Research in Motion Ltd. is building BlackBerry messaging devices that run over wireless LANs, company officials confirmed last week.
RIM, of Waterloo, Ontario, has started testing BlackBerrys that can roam between 802.11, or Wi-Fi, WLANs and wide-area cellular networks.
“Weve been working on Wi-Fi for a long time,” said Jim Balsillie, chairman and co-CEO of RIM. “We werent really planning to talk about it for a while, but its a bit predictable that we would do this—its just another transport.”
Balsillie declined to say when a Wi-Fi BlackBerry will hit the market but said it wont be before the spring. He acknowledged that such a device is in the companys labs and that it works. “For sure, weve demonstrated it to key customers and partners,” Balsillie said. “This is not a way-out-there thing.”
RIMs BlackBerry devices provide wireless access to corporate e-mail and other data via BlackBerry Enterprise Server—server-side software that sits behind the customers firewall. Last year, the company introduced devices that also act as cell phones and, at the same time, stepped up its relationships with carrier partners to offer BlackBerrys that run on Integrated Digital Enhanced Network, Code Division Multiple Access and GSM/GPRS (Global System for Mobile Communications/General Packet Radio Service) networks. (Originally, BlackBerrys ran solely on the Mobitex data network.)
Wi-Fi support will mean customers can experiment with voice over IP on their BlackBerry devices, but the target audience is the user who wants e-mail access while moving around the corporate campus.
RIM customers welcomed the idea of a BlackBerry that can run on Wi-Fi—especially those customers who are happy with their devices but unhappy with their WAN coverage.
“That has been the biggest downer,” said Robert Rosen, CIO of the National Institute of Arthritis and Musculoskeletal and Skin Diseases at the National Institutes of Health, in Bethesda, Md., which supports BlackBerry 6710 devices on T-Mobile USA Inc.s GSM/GPRS network. While a GSM/GPRS network allows traveling NIH officials to connect to their e-mail even when they are in Europe, coverage at home has been spotty, Rosen said.
“You go into the hospital building, and both the data and cell phone connections to the BlackBerry stop working,” said Rosen, who is also an eWEEK Corporate Partner. “The head of my systems team says it works fine in her driveway, but she walks in her house and she loses coverage. If, in theory, you could switch to the internal [WLAN] network, that would be ideal.”
In addition to adding Wi-Fi to its own product line, RIM will add WLAN support to its BlackBerry Connect licensing program. Launched in March, the program lets competing companies equip their handsets with the ability to connect to BlackBerry Enterprise Server using the same push architecture that BlackBerry devices use.

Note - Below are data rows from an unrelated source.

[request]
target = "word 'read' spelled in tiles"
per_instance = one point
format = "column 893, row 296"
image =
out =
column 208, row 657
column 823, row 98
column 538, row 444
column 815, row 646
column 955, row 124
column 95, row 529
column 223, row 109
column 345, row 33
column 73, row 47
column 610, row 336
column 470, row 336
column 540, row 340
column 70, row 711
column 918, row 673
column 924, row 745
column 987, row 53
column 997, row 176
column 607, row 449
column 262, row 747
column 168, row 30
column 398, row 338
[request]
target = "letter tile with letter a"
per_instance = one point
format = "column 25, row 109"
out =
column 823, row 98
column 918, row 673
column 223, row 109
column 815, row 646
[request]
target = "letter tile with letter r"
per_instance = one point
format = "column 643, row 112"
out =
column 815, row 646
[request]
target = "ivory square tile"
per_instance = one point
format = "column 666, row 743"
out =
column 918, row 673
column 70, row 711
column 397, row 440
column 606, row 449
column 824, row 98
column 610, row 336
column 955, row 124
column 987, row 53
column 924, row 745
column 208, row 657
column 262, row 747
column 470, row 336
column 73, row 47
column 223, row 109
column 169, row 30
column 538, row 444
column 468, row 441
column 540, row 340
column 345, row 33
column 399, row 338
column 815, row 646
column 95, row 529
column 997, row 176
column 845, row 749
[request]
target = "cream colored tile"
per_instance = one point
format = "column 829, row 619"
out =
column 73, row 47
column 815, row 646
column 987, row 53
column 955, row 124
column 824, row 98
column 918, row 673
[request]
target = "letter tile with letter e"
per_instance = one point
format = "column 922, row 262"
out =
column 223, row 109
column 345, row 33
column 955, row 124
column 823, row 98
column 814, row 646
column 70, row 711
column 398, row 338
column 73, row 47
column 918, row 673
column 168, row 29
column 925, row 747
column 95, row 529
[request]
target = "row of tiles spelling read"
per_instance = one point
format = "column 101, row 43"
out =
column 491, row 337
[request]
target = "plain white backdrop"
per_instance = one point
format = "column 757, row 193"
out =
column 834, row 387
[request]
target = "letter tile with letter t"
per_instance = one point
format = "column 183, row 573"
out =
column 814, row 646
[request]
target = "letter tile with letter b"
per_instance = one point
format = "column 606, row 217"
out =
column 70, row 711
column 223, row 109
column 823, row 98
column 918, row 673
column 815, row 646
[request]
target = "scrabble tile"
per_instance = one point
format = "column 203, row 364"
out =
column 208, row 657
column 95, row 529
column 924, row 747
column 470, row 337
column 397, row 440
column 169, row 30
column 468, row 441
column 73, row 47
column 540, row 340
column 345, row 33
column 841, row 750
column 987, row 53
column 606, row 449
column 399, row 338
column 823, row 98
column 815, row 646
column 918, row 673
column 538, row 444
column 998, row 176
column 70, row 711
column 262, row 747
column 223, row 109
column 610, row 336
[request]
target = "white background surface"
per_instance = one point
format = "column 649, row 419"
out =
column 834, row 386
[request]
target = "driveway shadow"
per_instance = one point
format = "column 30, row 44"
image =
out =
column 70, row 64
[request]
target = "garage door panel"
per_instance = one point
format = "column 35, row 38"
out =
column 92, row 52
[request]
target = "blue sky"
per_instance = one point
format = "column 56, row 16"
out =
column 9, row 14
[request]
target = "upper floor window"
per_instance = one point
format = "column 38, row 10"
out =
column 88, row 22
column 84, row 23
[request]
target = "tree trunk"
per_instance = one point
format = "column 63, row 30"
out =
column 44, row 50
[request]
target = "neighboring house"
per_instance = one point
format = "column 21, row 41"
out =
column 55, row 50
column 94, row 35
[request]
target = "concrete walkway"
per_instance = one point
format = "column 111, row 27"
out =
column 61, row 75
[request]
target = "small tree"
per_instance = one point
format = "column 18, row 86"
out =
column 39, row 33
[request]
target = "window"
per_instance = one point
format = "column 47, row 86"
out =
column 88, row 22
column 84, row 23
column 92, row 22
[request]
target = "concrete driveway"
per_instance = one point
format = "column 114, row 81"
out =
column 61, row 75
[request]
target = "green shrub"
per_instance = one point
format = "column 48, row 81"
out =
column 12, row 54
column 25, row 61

RIM also earlier this year announced plans to enable BlackBerry Enterprise Server connectivity to devices that run Symbian Ltd.s Symbian OS, PalmSource Inc.s Palm OS, or Microsoft Corp.s Pocket PC or Smartphone operating systems. No such devices have appeared yet, but Balsillie indicated they will likely start to appear at the 3GSM World Congress in Cannes, France, in February.
“If anyone is going to announce anything based on [BlackBerry Connect], it will be there,” he said.